EleutherAI / gpt-neox

An implementation of model parallel autoregressive transformers on GPUs, based on the Megatron and DeepSpeed libraries
https://www.eleuther.ai/
Apache License 2.0
6.95k stars 1.02k forks source link

For nucleus sampling, top-p sampling appears to happen on the softmax-normalized top-k logits #1250

Closed j-frei closed 2 months ago

j-frei commented 4 months ago

Describe the bug This issue refers to the code line at: https://github.com/EleutherAI/gpt-neox/blob/1cee5b7c7074302de4867ad5cac3f1ea26f7a7d7/megatron/text_generation_utils.py#L100C43-L100C50

To my understanding, the top-p should be applied on the pre-top-k-filtered token probabilities. Apparently though, if top-k and top-p is enabled, the top-p part is applied based on the post-top-k-filtered logits, since an additional softmax is used here on the updated logit values.

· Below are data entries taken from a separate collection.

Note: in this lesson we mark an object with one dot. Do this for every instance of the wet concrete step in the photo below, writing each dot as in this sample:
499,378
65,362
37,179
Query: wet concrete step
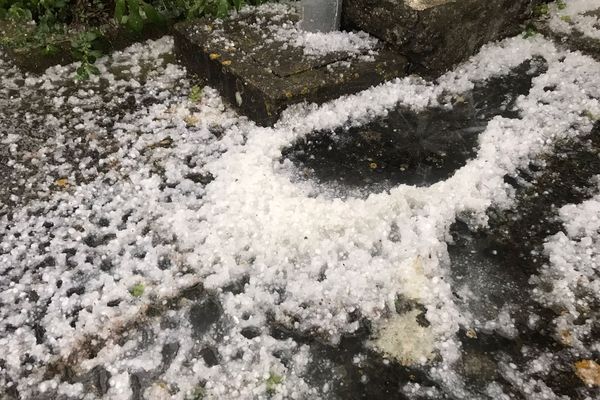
258,63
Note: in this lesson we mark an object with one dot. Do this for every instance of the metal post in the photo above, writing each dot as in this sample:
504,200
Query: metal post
321,15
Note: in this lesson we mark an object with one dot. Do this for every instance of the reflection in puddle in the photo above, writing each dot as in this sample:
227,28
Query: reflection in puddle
406,147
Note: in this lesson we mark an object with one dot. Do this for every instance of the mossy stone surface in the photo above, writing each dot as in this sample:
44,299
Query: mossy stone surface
435,35
262,75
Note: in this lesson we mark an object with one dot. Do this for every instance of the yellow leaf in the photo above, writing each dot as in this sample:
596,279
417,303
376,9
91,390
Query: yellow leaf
588,371
471,333
191,120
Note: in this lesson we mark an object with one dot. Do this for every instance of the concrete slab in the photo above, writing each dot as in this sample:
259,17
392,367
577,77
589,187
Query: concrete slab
437,34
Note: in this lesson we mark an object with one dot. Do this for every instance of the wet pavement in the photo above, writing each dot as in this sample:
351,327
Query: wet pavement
104,299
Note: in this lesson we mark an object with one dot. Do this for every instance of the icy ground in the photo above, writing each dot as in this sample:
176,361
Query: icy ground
154,245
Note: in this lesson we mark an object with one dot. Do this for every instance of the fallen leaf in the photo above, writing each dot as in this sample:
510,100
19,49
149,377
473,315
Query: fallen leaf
566,337
471,333
588,371
62,182
191,120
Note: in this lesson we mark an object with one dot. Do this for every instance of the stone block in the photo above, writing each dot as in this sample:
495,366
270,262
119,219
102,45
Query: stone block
435,35
261,73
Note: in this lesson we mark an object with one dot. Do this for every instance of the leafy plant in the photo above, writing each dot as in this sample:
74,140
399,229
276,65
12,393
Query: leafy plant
135,14
82,47
195,94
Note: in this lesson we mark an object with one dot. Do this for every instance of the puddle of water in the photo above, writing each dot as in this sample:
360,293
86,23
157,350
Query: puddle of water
406,147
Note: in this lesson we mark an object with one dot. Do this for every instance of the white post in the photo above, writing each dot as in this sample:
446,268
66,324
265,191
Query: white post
321,15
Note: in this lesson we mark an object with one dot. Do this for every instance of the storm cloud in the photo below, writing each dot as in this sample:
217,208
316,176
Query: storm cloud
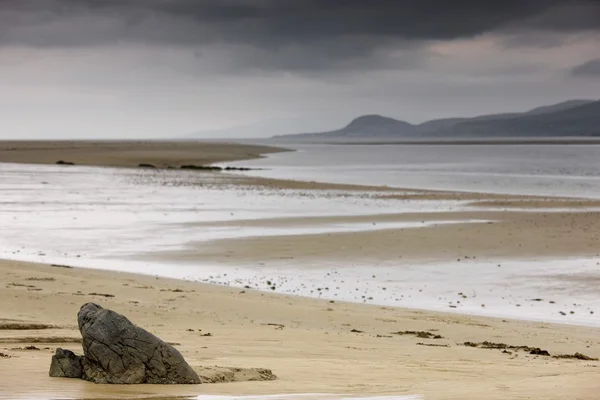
589,68
260,59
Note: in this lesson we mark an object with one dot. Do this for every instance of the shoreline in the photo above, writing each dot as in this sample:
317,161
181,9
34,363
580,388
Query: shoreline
218,282
160,154
306,354
314,345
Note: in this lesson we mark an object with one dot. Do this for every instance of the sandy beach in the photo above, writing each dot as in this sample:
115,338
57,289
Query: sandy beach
161,154
312,345
314,352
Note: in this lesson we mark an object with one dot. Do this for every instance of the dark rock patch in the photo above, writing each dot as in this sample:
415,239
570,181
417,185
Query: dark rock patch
60,266
65,364
218,374
419,334
20,326
576,356
117,351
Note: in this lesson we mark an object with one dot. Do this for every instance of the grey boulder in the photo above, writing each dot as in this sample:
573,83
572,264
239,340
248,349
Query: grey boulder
65,364
117,351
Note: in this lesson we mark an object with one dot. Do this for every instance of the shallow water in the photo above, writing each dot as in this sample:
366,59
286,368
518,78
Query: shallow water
552,170
113,218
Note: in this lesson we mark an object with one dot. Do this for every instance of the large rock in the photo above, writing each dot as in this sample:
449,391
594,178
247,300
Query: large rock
65,364
117,351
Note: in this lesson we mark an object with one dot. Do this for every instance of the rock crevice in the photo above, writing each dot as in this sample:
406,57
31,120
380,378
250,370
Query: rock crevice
116,351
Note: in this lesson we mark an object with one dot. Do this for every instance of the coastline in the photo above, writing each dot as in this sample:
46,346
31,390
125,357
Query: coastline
161,154
316,350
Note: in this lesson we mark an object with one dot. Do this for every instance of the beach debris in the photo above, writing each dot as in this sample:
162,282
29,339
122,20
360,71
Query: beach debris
65,364
539,352
26,348
576,356
49,279
38,339
419,334
277,326
503,346
218,374
21,326
116,351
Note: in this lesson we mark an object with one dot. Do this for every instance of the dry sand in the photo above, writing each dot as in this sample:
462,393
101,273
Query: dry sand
128,153
315,351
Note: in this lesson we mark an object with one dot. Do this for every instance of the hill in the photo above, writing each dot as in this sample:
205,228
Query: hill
582,120
568,118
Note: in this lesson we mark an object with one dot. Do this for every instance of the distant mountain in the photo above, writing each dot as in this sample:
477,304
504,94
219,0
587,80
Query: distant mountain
565,105
270,127
437,125
569,118
582,120
365,126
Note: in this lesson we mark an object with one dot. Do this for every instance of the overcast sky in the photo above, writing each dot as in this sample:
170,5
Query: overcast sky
164,68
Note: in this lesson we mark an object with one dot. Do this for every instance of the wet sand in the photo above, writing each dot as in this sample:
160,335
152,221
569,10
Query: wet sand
161,154
315,350
507,235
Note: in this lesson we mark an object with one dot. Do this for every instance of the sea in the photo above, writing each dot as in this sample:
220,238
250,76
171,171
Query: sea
114,218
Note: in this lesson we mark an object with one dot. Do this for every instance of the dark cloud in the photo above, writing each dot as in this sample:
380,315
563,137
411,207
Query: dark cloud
590,69
292,35
274,23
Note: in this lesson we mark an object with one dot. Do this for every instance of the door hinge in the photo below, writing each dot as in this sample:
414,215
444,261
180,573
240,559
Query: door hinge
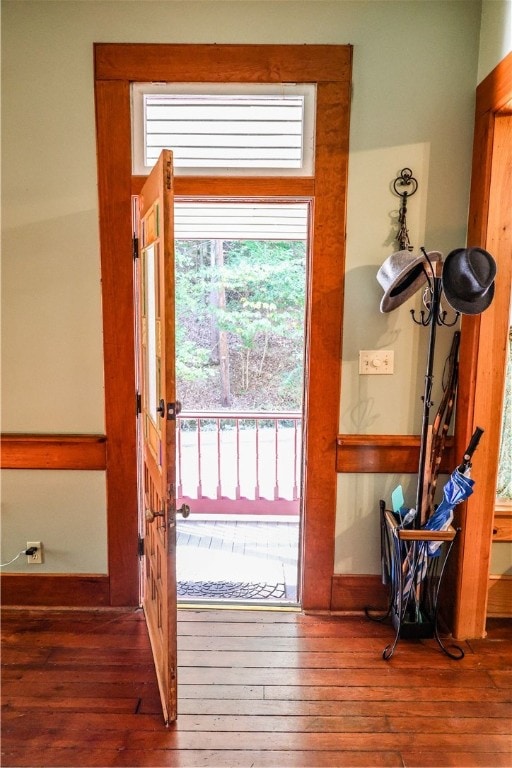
173,409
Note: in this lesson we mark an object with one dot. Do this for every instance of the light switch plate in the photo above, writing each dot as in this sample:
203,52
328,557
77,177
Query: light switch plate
376,361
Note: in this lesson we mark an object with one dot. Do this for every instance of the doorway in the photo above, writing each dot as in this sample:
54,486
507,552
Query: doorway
328,68
241,273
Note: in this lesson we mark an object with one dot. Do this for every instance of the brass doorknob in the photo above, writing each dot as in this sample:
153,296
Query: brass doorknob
184,510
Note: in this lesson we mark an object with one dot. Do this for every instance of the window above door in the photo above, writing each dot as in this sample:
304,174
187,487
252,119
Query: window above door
236,129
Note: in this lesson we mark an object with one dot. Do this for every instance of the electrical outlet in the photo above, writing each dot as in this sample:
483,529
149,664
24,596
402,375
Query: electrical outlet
37,557
374,361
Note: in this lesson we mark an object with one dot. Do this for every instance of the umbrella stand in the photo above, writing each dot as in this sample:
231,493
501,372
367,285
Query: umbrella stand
414,580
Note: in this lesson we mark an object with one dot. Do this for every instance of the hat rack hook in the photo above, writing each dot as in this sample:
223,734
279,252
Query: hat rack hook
407,180
435,316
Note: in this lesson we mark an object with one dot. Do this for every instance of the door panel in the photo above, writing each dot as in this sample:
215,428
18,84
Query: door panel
157,429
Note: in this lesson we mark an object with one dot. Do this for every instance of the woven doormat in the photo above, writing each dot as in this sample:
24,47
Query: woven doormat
232,590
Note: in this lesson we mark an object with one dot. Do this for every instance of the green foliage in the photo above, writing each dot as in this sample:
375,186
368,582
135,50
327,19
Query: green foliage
254,293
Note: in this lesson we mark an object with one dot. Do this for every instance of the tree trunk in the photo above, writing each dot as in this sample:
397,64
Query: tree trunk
220,349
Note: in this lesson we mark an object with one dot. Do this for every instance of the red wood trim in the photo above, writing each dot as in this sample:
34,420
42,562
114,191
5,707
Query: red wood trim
482,355
114,187
330,66
355,593
385,453
55,589
214,186
189,63
493,93
325,322
53,451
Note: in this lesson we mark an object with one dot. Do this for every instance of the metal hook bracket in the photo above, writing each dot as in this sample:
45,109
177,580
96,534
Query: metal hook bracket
405,186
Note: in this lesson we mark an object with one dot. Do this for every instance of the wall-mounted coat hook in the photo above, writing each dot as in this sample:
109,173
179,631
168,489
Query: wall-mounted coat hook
405,185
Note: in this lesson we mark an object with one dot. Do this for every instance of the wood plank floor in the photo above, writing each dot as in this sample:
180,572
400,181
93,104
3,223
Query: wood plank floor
256,688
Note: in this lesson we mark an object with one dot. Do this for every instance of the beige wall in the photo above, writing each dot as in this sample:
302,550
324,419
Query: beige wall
495,35
414,76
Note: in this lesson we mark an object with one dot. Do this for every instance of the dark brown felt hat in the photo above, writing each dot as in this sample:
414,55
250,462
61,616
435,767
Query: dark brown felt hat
468,280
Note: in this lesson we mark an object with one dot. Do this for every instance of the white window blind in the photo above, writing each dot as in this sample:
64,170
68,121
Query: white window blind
229,131
240,221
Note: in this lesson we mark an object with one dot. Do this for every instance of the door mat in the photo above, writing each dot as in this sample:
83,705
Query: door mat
232,590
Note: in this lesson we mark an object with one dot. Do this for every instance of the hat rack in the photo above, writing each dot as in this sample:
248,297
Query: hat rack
407,180
433,317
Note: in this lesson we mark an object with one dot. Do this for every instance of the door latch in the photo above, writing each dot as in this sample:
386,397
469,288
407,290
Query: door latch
170,411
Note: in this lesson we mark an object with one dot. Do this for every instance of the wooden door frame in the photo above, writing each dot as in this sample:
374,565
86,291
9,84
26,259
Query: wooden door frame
483,355
329,67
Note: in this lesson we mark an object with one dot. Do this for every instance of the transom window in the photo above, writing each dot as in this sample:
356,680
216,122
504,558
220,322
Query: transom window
228,129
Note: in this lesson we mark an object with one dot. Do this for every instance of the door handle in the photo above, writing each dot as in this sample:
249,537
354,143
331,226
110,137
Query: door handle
184,510
150,515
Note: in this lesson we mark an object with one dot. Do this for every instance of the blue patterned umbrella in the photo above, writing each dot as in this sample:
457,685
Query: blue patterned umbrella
458,488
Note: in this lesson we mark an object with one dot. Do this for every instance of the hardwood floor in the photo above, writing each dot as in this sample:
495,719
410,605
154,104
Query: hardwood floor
257,688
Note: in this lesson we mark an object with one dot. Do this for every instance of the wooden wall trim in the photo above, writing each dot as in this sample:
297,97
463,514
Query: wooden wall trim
385,453
113,136
483,350
55,589
263,186
190,63
357,592
500,596
116,65
87,452
493,93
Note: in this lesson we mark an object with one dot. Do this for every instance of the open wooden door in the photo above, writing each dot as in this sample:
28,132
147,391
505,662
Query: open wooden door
158,421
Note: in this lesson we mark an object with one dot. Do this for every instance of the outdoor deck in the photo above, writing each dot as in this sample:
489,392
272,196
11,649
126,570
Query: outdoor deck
234,559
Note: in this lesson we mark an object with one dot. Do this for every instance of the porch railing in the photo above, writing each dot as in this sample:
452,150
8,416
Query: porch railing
243,463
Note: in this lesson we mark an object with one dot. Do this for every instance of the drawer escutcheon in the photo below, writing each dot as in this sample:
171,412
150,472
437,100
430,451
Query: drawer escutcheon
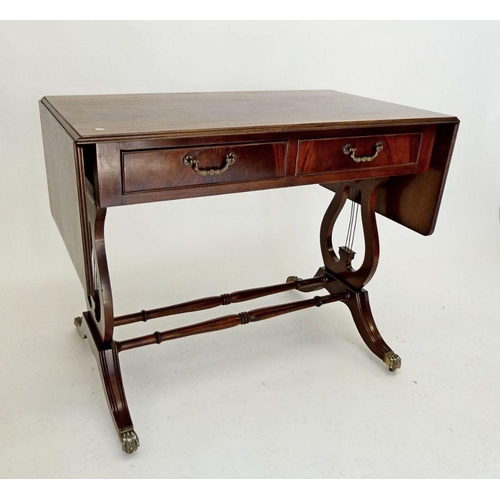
191,161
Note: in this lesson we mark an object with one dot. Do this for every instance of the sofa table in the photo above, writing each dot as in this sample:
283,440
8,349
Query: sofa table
109,150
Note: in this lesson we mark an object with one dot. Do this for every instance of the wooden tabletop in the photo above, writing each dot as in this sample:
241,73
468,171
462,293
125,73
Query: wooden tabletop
128,116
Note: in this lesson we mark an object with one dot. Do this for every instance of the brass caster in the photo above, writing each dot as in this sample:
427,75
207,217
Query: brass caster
130,441
392,360
78,323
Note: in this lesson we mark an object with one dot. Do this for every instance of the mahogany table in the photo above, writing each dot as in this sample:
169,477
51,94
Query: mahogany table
110,150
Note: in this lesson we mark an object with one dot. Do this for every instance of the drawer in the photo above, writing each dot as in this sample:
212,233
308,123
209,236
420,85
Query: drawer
159,169
371,155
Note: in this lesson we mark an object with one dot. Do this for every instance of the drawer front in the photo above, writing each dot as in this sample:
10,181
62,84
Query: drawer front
196,166
372,155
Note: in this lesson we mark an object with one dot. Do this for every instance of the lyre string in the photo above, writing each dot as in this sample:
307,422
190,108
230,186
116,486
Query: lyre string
353,220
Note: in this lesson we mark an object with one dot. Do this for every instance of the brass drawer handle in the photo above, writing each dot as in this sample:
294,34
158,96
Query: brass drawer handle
191,161
350,151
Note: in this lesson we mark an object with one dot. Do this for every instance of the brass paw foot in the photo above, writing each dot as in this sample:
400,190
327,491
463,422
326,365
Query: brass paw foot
78,323
392,360
130,441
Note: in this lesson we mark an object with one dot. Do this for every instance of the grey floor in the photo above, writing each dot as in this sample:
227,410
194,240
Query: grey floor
296,396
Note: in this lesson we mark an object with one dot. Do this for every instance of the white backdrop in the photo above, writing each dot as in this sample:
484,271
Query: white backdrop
444,285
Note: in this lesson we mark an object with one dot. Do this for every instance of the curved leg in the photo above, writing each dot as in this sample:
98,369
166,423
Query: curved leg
344,276
111,378
97,325
359,305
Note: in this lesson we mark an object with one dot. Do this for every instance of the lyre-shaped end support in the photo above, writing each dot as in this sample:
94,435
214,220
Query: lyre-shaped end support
340,265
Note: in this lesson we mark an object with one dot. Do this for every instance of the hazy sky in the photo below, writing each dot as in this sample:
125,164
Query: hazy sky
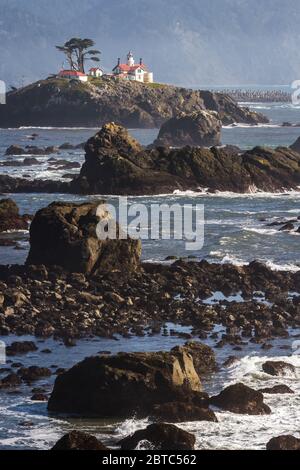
188,42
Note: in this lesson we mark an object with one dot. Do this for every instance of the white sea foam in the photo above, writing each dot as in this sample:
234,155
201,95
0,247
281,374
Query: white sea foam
262,231
251,126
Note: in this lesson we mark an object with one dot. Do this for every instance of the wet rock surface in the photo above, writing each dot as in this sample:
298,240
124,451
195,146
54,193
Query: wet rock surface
117,164
202,128
23,347
65,234
277,389
278,368
125,384
284,443
241,399
30,150
178,412
76,440
10,218
127,303
162,436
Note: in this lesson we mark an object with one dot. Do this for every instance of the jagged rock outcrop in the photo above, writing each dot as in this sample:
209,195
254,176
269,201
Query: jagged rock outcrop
125,384
284,443
278,368
58,102
76,440
239,398
65,234
117,164
201,128
161,436
296,145
203,356
10,218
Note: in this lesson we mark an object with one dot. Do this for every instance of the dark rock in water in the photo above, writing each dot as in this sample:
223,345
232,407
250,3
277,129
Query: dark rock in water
278,368
296,145
232,149
115,163
284,443
39,397
231,361
241,399
33,373
201,128
162,436
10,381
22,347
66,146
10,218
14,150
64,234
178,412
76,440
203,356
277,389
287,227
135,105
8,242
121,385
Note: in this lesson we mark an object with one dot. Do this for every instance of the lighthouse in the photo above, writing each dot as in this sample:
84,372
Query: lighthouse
130,59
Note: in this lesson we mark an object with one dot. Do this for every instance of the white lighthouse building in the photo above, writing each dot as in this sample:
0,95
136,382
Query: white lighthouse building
131,71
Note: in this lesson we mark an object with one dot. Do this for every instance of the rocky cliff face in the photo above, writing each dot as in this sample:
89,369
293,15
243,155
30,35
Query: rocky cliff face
117,164
201,128
128,383
59,102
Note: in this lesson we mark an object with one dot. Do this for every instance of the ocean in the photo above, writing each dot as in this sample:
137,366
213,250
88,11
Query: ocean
236,231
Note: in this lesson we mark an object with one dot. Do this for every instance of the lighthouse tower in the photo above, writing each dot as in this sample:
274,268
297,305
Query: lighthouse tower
130,59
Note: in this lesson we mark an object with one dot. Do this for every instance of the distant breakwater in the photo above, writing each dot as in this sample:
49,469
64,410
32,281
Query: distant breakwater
259,96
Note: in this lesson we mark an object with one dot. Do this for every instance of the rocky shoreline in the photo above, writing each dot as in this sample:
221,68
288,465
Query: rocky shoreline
62,103
116,164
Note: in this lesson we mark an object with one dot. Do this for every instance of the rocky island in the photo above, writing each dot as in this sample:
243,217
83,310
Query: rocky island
115,163
58,102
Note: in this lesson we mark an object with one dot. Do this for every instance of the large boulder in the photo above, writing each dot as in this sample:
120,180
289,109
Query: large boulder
10,218
200,128
203,356
179,412
160,436
278,368
241,399
124,384
296,145
284,443
76,440
64,234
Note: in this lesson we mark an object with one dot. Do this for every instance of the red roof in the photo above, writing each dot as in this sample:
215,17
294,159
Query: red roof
128,68
72,72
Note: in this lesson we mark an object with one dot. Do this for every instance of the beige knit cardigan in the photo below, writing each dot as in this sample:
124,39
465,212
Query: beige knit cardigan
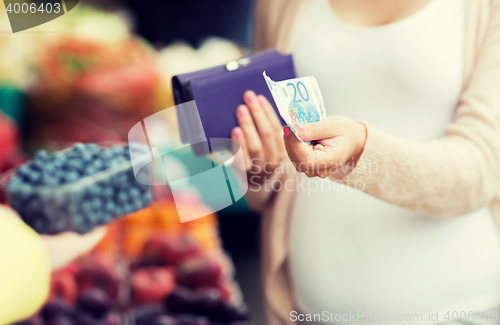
447,177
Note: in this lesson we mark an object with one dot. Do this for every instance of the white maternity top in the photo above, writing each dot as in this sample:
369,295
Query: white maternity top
350,252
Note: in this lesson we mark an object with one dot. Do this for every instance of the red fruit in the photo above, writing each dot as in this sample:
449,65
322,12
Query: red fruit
63,285
226,289
169,250
152,284
199,272
100,278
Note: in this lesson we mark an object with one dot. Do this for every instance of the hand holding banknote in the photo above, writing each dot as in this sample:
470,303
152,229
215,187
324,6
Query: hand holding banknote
330,142
336,141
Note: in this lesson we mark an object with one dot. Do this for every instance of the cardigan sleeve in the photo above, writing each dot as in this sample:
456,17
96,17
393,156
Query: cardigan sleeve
456,174
24,269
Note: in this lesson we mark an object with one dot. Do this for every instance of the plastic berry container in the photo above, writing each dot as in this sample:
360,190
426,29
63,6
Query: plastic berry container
77,189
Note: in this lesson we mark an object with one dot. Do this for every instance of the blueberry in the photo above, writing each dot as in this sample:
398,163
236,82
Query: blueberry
108,192
123,197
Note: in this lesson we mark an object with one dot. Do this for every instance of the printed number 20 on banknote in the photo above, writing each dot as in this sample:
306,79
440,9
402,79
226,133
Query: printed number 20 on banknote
299,100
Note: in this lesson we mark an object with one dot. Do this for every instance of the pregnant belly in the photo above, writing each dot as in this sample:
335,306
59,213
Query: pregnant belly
350,252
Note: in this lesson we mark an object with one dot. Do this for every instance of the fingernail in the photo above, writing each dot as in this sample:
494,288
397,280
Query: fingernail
286,130
301,127
237,133
249,96
261,100
242,111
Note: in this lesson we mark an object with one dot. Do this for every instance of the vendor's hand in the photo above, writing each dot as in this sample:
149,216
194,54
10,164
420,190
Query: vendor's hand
67,246
336,141
260,137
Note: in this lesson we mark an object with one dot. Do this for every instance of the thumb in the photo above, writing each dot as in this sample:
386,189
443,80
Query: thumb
316,131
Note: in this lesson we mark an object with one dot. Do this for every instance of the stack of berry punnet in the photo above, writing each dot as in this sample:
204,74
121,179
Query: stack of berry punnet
77,189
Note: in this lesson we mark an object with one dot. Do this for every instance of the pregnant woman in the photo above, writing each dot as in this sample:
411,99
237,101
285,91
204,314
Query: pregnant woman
403,231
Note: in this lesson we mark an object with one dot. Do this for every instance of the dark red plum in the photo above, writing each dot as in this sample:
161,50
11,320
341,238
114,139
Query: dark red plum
56,307
95,301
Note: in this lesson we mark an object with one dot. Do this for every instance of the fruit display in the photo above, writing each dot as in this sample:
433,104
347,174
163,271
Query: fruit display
176,281
128,235
10,154
77,189
86,90
86,292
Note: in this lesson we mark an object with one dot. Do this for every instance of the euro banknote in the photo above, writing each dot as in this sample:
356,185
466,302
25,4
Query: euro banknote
299,100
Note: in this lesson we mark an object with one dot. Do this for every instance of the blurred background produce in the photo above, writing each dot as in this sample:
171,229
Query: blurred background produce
89,76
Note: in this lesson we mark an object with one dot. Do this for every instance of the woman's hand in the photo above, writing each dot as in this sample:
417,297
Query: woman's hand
64,247
336,141
68,246
260,137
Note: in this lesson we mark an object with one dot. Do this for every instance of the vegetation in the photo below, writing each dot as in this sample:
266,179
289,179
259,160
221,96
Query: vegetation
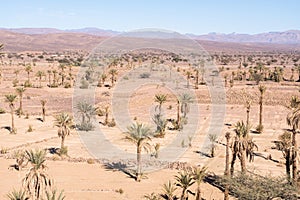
11,98
140,135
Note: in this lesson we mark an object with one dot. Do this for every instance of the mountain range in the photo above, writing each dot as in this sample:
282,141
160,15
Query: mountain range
286,37
50,39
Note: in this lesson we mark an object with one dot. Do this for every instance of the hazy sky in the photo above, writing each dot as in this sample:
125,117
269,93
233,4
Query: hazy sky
185,16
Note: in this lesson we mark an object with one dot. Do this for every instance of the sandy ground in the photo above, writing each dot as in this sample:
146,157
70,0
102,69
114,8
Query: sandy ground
93,181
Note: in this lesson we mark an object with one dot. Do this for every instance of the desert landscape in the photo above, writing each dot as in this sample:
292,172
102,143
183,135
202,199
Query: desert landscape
152,114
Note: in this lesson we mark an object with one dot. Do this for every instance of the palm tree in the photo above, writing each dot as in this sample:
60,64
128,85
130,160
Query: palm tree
140,135
198,175
184,181
213,139
11,98
168,191
113,73
188,76
40,74
17,195
52,195
239,146
64,122
86,110
285,145
226,173
248,107
20,91
197,79
160,99
49,72
293,120
185,100
37,181
28,69
262,90
43,103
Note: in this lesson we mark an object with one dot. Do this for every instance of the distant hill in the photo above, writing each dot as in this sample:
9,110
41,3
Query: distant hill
286,37
47,39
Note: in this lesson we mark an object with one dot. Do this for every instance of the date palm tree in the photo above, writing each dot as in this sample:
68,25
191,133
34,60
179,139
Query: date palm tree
20,91
184,180
53,195
285,145
242,146
185,101
40,74
37,181
198,175
293,120
18,195
140,135
113,73
28,70
64,122
262,90
188,76
160,99
227,172
11,98
168,191
43,103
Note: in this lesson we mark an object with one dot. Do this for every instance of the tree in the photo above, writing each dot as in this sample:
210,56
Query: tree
140,135
185,100
242,146
64,122
43,103
49,72
168,191
17,195
113,73
213,139
188,76
198,175
160,99
262,90
28,69
52,195
293,120
285,145
37,181
227,173
184,181
20,91
40,74
11,98
86,111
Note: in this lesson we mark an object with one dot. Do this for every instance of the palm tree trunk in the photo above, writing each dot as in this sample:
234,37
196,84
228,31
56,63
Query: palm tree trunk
232,163
62,145
288,164
243,162
178,113
198,195
294,157
12,120
247,120
21,106
260,112
138,161
197,79
44,114
226,173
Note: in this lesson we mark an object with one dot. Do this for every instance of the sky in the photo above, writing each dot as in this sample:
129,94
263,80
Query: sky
183,16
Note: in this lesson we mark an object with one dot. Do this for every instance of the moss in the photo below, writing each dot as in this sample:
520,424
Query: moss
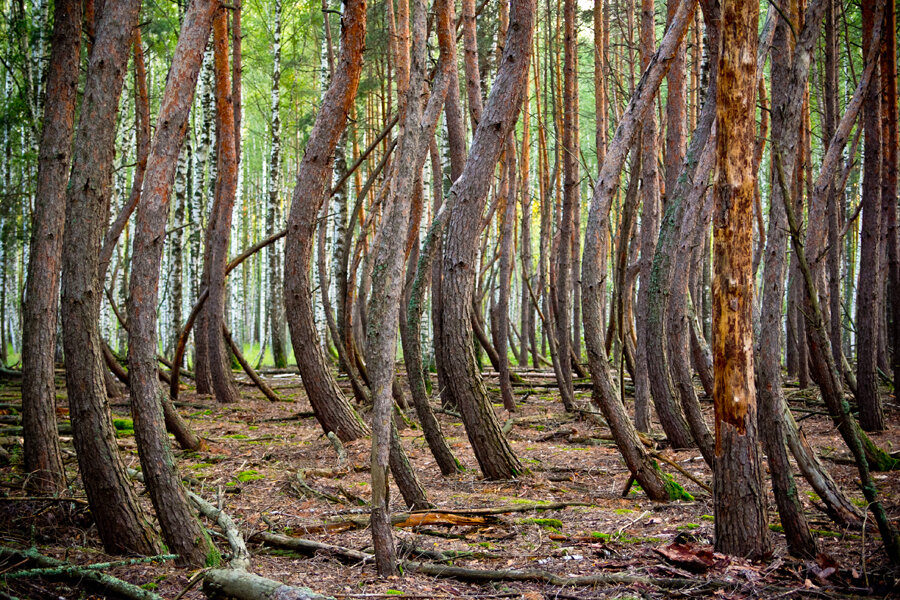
213,557
249,475
673,488
122,424
545,523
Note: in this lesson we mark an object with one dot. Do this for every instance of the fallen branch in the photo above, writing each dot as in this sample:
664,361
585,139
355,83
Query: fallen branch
240,556
231,583
338,447
57,569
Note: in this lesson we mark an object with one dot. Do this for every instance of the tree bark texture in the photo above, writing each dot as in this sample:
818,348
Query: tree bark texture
740,506
118,516
178,523
331,407
468,194
42,457
646,471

Expected behavior Given a large top-p value and a very small top-k value (k > 1), the top-p part should have no effect.

If, contrary to my intuition, this current implementation indeed follows your intuition about the expected behavior of nucleus sampling, you can ignore this issue.

j-frei commented 4 months ago

To my understanding, the function should be rather using the input logits for top_p to determine the masked tokens.

def filter_logits(logits, top_k=0, top_p=0.0, filter_value=-float("Inf")):
    """
    Filters the logits using top_k / top_p, filling any filtered vocab items with filter_value (defaults to -inf).

    This function has been mostly taken from huggingface conversational ai code at
    https://medium.com/huggingface/how-to-build-a-state-of-the-art-conversational-ai-with-transfer-learning-2d818ac26313

    logits: torch.Tensor -> logits of megatron model.
    top_k: integer -> integer between 0 and the models vocab size. Filters out any logits with a probability less than that of the top_kth token.
    top_p: float -> Top-p (nucleus) sampling chooses from the smallest possible set of tokens whose cumulative probability exceeds the probability top_p.

    returns: (filtered) logits"""

    masked_logits = logits.clone()
    if top_k > 0:
        # Remove all tokens with a probability less than the
        # last token of the top-k
        indices_to_remove = logits < torch.topk(logits, top_k)[0][..., -1, None]
        masked_logits[indices_to_remove] = filter_value

    if top_p > 0.0:
        # convert to 1D
        sorted_logits, sorted_indices = torch.sort(logits, descending=True, dim=-1)
        cumulative_probs = torch.cumsum(F.softmax(sorted_logits, dim=-1), dim=-1)

        # Remove tokens with cumulative probability above the threshold
        sorted_indices_to_remove = cumulative_probs > top_p
        # Shift the indices to the right to keep also the first token
        # above the threshold
        sorted_indices_to_remove[..., 1:] = sorted_indices_to_remove[..., :-1].clone()
        sorted_indices_to_remove[..., 0] = 0
        for i in range(sorted_indices.size(0)):
            indices_to_remove = sorted_indices[i][sorted_indices_to_remove[i]]
            masked_logits[i][indices_to_remove] = filter_value

    return masked_logits
AI-WAIFU commented 2 months ago

This is intentional, we're mirroring the functionality documented in https://medium.com/huggingface/how-to-build-a-state-of-the-art-conversational-ai-with-transfer-learning-2d818ac26313, this is also in line with the default behavior of implementations such as llama.cpp https://github.com/ggerganov/llama.cpp/blob/38ca6f644bd48301e9caa80f9913c22e70a8fd1b/examples/server/README.md?plain=1#L370 which cascade token filters one after another with top_k coming before top_p

There's definitely a lot of room to improve the flexibility of sampling that's not currently implemented, so we're open to PRs and feature suggestions/requests for how to go about it, but at least for the default we believe this is the correct behavior.

Quentin-Anthony commented 2 months ago

Closing for now. Feel free to reopen if you'd like to discuss further!